Marianne Bailey lived in Washington Twp. with her golden retriever, Othello, up until last year, when she found out the monthly rent on her three-bedroom condo would go up $100. Bailey said she doesn’t want to buy a home as the upkeep is both costly and time intensive.
She decided to look for a new apartment, knowing she would be able to house sit for about five months for clients of hers. But her search proved harder than she’d imagined.
Not only were people asking for $800 to $1,000 for a pet deposit — if the building even allowed dogs — she was surprised by how high the rent was and the poor condition of many of properties.
A friend of hers ended up renting her a house in Fairborn, giving her the pet deposit for free.
Tornadoes still affecting the region
Adam Blake, vice president of housing for CountyCorp, a housing solutions nonprofit that serves middle- and low-income residents, said there’s simply not enough housing in the region.
The problem has been exacerbated because so much middle-income housing was destroyed in the 2019 Memorial Day tornadoes.
The money is coming to replace those housing units, Blake said, especially in Trotwood, Harrison Twp. and Dayton. But right now, that housing is gone. People have moved to other parts of the region.
“I tell people to wait, because there will be new units coming online,” Blake said. “A lot of projects have been approved in Montgomery County and the city of Dayton, and those will be energy efficient, affordable units.”
That’s not fast enough for some.
Athena Dean, a housekeeper who lives in Fairborn, said her landlord is selling the property where she lives now. She has to move by Aug. 1.
She is also having a hard time finding an apartment in her $600 a month budget where she both feels safe and can take her dog, Ida. She’s lived in her current home for about six years and says she wasn’t prepared for current market prices.
Dean wants to stay in the Fairborn, Xenia or Yellow Springs area, though she’s considering other areas. She said she’s been reaching out to friends in real estate, who are keeping an eye out for places.
“One place I called had availability, but not until the middle of September,” Dean said. “I feel defeated.”
High cost of construction
If there’s a demand, why aren’t developers building more units?
Construction costs remain high, said Rusty Lykes, Oberer vice president of property management.

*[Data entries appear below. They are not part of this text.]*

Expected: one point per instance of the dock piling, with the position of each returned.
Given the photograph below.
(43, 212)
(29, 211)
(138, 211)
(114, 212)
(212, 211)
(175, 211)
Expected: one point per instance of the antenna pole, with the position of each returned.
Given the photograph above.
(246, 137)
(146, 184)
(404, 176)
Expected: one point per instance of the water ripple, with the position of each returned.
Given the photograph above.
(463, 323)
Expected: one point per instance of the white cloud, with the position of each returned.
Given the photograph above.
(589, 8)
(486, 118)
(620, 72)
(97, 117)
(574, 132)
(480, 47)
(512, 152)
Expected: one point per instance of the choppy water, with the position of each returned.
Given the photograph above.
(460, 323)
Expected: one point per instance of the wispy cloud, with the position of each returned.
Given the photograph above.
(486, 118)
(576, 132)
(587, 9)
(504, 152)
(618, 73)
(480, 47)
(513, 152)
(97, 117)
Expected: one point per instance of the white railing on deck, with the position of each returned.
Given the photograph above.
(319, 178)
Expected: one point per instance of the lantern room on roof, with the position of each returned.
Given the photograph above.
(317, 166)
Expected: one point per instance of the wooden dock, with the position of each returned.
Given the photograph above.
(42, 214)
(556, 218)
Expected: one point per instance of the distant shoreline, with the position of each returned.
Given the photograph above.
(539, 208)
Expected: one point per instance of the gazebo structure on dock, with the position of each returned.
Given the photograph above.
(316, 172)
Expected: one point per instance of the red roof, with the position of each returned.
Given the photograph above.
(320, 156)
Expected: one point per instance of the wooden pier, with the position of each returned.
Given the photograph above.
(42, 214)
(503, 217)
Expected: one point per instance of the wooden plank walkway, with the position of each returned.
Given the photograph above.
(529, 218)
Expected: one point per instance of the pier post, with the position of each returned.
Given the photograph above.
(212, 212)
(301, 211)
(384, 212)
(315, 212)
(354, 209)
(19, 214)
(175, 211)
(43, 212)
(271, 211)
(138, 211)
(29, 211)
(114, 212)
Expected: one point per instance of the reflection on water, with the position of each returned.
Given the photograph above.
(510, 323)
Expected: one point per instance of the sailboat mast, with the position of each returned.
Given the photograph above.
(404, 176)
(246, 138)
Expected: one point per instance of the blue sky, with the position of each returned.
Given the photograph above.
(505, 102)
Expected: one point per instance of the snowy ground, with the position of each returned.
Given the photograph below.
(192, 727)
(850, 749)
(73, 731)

Oberer is looking at developing new apartment housing, Lykes said. But it costs between 30% and 40% more to build multifamily housing today than it did two years ago.
Oberer manages about 30 properties, some of which it owns and some it manages for other owners. Oberer has properties throughout the region and Lykes said all of them have high occupancy rates.

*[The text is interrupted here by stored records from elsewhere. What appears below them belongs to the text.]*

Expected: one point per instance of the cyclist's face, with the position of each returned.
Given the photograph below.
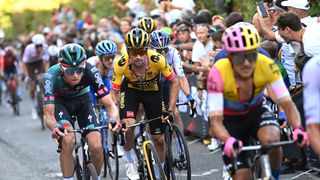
(286, 34)
(243, 63)
(137, 57)
(107, 60)
(72, 75)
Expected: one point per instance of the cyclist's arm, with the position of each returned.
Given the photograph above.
(169, 74)
(311, 102)
(215, 99)
(282, 95)
(49, 100)
(184, 85)
(108, 102)
(49, 118)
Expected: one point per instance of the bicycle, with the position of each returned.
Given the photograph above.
(110, 150)
(149, 164)
(177, 152)
(84, 169)
(39, 97)
(260, 167)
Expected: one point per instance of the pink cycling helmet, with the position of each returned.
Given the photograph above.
(241, 37)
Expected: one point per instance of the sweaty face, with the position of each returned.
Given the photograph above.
(243, 63)
(72, 75)
(286, 35)
(137, 57)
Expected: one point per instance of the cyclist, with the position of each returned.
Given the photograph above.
(147, 24)
(66, 94)
(106, 52)
(140, 68)
(235, 86)
(10, 70)
(160, 41)
(35, 57)
(311, 101)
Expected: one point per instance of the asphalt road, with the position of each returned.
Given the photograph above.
(27, 152)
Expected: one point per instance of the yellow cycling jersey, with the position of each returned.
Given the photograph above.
(222, 80)
(156, 64)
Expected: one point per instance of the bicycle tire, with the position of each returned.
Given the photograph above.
(112, 156)
(40, 109)
(153, 161)
(182, 161)
(91, 173)
(140, 159)
(168, 168)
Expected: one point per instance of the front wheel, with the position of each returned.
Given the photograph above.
(91, 173)
(155, 170)
(180, 155)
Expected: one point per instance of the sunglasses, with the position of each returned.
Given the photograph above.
(165, 50)
(107, 58)
(71, 71)
(137, 52)
(240, 58)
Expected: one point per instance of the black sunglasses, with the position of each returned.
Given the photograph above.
(240, 58)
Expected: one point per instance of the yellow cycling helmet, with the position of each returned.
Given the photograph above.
(137, 39)
(147, 24)
(241, 37)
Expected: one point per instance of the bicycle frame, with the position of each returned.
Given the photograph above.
(261, 159)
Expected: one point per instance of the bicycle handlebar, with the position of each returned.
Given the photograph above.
(84, 130)
(192, 111)
(143, 122)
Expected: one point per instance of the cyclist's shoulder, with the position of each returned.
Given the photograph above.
(121, 63)
(155, 58)
(54, 70)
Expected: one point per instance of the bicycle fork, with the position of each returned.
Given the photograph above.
(266, 172)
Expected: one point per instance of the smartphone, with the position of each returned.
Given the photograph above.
(262, 9)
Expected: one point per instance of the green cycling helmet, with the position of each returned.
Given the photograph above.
(72, 54)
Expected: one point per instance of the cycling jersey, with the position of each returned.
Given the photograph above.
(223, 88)
(30, 55)
(311, 90)
(54, 85)
(155, 65)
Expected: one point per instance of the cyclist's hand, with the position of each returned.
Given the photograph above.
(167, 115)
(115, 125)
(229, 145)
(301, 132)
(192, 103)
(60, 129)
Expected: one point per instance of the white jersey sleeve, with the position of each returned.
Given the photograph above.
(311, 91)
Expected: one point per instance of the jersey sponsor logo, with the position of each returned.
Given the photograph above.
(99, 80)
(122, 100)
(130, 114)
(47, 75)
(47, 87)
(122, 62)
(274, 68)
(155, 58)
(94, 69)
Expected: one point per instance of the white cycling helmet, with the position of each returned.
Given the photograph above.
(38, 39)
(53, 50)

Some other developers announced plans earlier this year to build market rate apartments in Huber Heights, downtown Dayton and other areas.

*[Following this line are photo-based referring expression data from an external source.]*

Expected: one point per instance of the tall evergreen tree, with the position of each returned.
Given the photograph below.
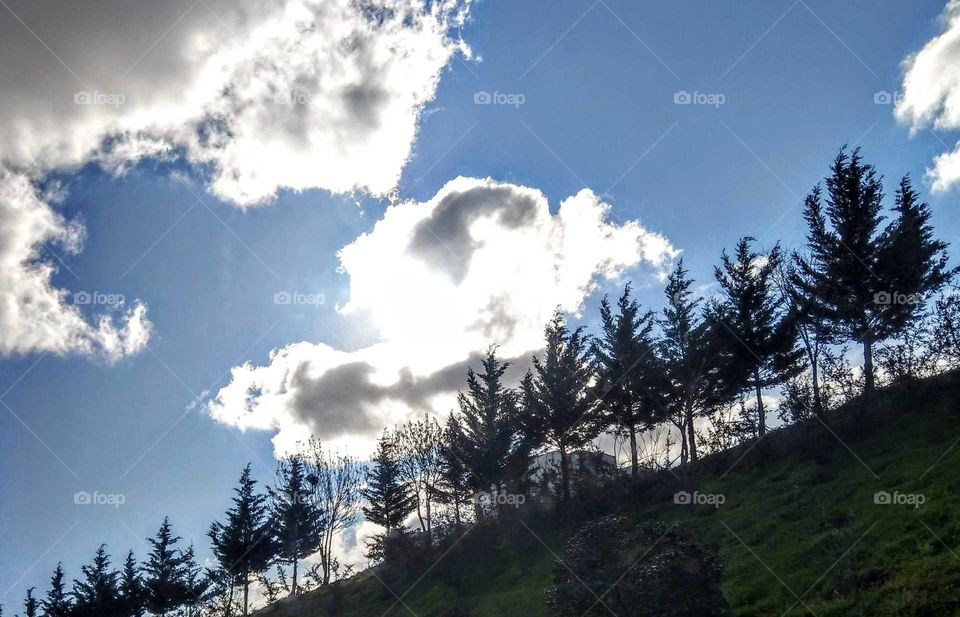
(456, 477)
(557, 394)
(196, 583)
(867, 280)
(57, 603)
(813, 328)
(97, 594)
(759, 329)
(490, 444)
(133, 593)
(418, 445)
(31, 606)
(389, 500)
(296, 515)
(165, 573)
(244, 545)
(694, 358)
(629, 374)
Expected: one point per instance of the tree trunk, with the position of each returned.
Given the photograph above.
(683, 442)
(293, 585)
(817, 402)
(423, 526)
(692, 435)
(761, 414)
(564, 473)
(477, 508)
(456, 508)
(246, 593)
(229, 611)
(429, 521)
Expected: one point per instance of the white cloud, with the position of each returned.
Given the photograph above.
(931, 93)
(482, 262)
(262, 96)
(34, 315)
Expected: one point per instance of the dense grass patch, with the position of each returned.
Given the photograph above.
(798, 530)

Four properties, totaling 1,153 units, were under construction as of the second quarter of 2021, according to the CBRE study. The most active submarket is in Miamisburg and Moraine with 440 units, followed by Beavercreek and Bellbrook with 405 units, and Northeast Dayton with 308 units.
Cobble noted the high cost of construction items, such as lumber and paint, have also contributed to the prices that some landlords are charging.
Advice for those searching
Those who are looking for apartments right now should start early and expect it to take a while to find a place.
Lykes said Oberer has not taken advantage of the market, but plenty of landlords have raised rents and not made repairs. It’s important to live in a home that has been well maintained, he said. Look at the apartment before renting and check to make sure there aren’t any major problems, like a roof leak or missing appliances.
He suggested people get on waiting lists early and put down deposits if they find a place that allows it.
Blake suggested calling the Greater Dayton Apartment Association, CountyCorp and several landlords.
Bailey, though, had some advice for people who want to move: Don’t, if you can help it.
“If they’re in the scenario where they can just hold off for six months to a year and not have to move right now, if you think that what you’re paying is too much, do your homework,” Bailey said.